Gasoline prices did decline—down 6.3% in March—largely due to expectations of higher oil output from OPEC+ and weaker global demand (AAA, 2025). However, natural gas prices rose by 3.4%, and grocery costs increased by 0.5%, signaling that everyday essentials remain stubbornly expensive (Trading Economics, Investopedia, 2025).
Inflation showed signs of cooling, with the Consumer Price Index (CPI) falling 0.1% in March. This brought the annual inflation rate to 2.4%, its lowest level since September 2021 and the second straight monthly decline (Trading Economics, 2025).
But relief may be short-lived. President Trump’s proposed tariffs—including a 10% blanket import tax and a steep 125% tariff on Chinese goods—could reignite inflation. As economist Robert Frick warned, “We may be whistling past the graveyard right now, because we know that costs are going to increase” (CNN, 2025).
2. Does Mexico owe the US Water?
On April 10th, President Donald Trump claimed that Mexico owes Texas 1.3 million acre-feet of water under the 1944 Water Treaty. He warned that if Mexico fails to meet its obligations, the U.S. could impose sanctions and tariffs (Truth Social, 2025).
Under the treaty, Mexico must deliver an average of 350,000 acre-feet of water per year—1.75 million acre-feet over a five-year cycle—from the Rio Grande. In exchange, the U.S. supplies Mexico with 1.5 million acre-feet annually from the Colorado River (IBWC, 1944).
As of late 2024, Mexico had delivered only 488,634 acre-feet—less than 30% of its required amount for the current cycle, which ends in October 2025 (IBWC, 2025). Mexican officials blame the shortfall on prolonged drought conditions that have severely reduced water flows.
In response to rising diplomatic pressure, President Claudia Sheinbaum announced that Mexico will make an immediate water delivery to Texas farmers to help ease the deficit.
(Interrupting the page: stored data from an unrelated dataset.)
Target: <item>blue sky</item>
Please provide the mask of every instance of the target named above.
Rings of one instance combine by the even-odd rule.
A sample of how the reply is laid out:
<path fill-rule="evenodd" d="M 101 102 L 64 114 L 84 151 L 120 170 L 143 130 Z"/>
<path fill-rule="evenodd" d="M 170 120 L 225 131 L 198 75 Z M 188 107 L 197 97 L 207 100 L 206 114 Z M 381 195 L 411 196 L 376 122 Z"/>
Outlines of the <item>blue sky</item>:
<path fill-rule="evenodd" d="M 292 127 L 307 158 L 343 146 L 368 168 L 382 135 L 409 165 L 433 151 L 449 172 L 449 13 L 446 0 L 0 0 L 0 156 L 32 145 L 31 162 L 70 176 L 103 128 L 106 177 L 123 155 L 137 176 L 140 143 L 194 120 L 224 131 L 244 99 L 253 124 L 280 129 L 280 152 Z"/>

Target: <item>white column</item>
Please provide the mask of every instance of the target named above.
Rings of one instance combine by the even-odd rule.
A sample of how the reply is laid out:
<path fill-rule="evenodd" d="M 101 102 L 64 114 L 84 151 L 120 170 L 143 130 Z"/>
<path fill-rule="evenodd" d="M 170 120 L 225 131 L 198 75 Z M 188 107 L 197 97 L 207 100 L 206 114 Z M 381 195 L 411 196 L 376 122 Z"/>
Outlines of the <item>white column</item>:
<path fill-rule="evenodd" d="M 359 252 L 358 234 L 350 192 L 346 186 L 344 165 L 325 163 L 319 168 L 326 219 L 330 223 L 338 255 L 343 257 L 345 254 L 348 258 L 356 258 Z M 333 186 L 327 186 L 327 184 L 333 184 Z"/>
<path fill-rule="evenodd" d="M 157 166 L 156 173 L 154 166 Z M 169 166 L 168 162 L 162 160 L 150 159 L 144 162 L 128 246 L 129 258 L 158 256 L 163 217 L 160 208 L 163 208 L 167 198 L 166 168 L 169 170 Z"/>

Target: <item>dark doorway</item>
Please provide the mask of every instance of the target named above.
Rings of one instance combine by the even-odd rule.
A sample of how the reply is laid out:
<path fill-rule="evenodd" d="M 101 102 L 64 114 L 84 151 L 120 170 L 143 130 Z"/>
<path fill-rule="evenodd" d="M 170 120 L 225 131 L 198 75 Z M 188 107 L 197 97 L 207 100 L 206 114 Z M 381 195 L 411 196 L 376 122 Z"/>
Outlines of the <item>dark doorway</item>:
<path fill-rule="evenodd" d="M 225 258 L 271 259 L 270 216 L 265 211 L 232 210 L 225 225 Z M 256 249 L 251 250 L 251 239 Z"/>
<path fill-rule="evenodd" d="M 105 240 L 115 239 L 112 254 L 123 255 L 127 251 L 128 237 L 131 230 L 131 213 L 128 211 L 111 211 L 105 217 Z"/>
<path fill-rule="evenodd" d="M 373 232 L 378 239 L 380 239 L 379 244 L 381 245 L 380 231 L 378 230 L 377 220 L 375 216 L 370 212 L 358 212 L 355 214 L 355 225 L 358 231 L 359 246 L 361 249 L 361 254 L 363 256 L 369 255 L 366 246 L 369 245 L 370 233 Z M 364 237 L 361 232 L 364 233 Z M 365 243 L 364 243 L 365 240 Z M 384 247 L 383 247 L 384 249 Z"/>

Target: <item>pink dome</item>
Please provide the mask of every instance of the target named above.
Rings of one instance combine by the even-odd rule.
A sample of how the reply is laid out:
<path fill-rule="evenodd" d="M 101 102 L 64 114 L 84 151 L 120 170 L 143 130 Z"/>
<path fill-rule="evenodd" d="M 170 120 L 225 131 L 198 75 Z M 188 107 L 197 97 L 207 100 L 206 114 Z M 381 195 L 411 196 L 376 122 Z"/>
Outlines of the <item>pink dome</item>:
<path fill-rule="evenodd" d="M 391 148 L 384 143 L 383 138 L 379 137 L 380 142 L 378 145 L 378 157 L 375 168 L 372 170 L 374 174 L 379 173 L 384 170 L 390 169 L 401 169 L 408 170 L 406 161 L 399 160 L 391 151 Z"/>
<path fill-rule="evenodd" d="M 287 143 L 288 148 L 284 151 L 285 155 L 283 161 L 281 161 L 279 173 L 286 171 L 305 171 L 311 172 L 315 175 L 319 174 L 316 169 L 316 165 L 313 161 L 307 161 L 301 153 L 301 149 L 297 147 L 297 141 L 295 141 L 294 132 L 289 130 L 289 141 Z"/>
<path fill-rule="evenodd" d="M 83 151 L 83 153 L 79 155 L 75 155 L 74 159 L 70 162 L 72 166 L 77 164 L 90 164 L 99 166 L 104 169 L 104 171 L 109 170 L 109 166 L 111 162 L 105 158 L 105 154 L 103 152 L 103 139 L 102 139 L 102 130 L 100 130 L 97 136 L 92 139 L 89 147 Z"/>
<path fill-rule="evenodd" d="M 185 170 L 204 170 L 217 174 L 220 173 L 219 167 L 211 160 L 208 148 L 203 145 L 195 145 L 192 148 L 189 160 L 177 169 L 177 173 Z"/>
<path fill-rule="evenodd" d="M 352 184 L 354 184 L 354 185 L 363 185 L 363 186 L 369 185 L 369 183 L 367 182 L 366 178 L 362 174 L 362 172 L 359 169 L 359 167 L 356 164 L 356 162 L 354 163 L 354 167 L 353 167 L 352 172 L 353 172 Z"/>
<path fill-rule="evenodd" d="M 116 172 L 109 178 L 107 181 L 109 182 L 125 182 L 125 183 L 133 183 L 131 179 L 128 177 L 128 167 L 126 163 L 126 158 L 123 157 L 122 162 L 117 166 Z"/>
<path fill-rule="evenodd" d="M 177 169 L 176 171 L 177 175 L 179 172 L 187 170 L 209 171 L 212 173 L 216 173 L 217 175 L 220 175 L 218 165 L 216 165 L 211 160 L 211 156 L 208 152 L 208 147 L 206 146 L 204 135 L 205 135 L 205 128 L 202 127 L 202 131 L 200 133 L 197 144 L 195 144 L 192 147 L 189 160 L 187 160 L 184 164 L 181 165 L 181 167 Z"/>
She added that Mexico is actively exploring additional ways to meet its obligations and has submitted a formal proposal to U.S. authorities. President Sheinbaum emphasized that compliance is being assessed based on actual water availability, noting that low Rio Grande levels have complicated fulfillment efforts (The Guardian, 2025).
3. Ketchup and Salads Just Got Pricier
On April 14, 2025, the U.S. Department of Commerce announced it will impose a 20.91% anti-dumping duty on most tomatoes imported from Mexico, effective July 14. The measure aims to protect domestic tomato producers, with the Department stating it will “allow U.S. tomato growers to compete fairly in the marketplace” (Reuters; The Economic Times, 2025).
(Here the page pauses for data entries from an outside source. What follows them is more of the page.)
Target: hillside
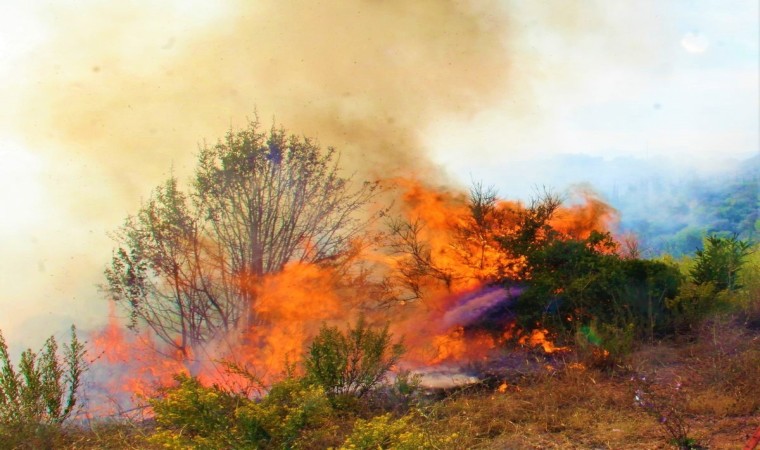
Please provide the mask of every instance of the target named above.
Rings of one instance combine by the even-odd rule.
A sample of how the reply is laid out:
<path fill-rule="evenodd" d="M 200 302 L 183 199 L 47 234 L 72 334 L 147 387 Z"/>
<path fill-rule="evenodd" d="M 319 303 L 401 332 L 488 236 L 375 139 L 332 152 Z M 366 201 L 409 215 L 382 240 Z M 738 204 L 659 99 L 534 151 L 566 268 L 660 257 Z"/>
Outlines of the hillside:
<path fill-rule="evenodd" d="M 511 309 L 491 288 L 452 309 L 467 325 L 438 342 L 438 358 L 448 356 L 411 371 L 387 328 L 323 326 L 301 364 L 266 387 L 230 362 L 216 369 L 233 384 L 180 372 L 134 408 L 15 428 L 0 448 L 742 448 L 760 427 L 757 246 L 736 286 L 685 282 L 669 306 L 672 331 L 658 336 L 592 321 L 570 333 L 510 328 L 487 341 L 482 331 Z M 468 354 L 455 358 L 462 345 Z M 0 432 L 13 423 L 0 422 Z"/>
<path fill-rule="evenodd" d="M 652 254 L 680 256 L 701 248 L 707 233 L 756 241 L 760 233 L 760 156 L 729 172 L 668 179 L 653 175 L 609 193 L 621 227 Z"/>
While the move may support U.S. farmers, it is expected to raise prices for consumers. Mexico supplies 98% of U.S. tomato imports and is projected to export 1.91 million tons in 2025 (Bloomberg, 2025).
In response, Mexican authorities have reopened negotiations to avoid the tariffs and preserve favorable trade terms. President Claudia Sheinbaum emphasized the strategic importance of the U.S. market, noting that the current export volume “can’t be substituted,” and voiced optimism about reaching a resolution before the July deadline. Agriculture Minister Julio Berdegué added that the tariffs will primarily hurt American consumers, warning that “their salads, ketchup, and anything that contains tomatoes is going to cost them more” (El Economista; Bloomberg, 2025).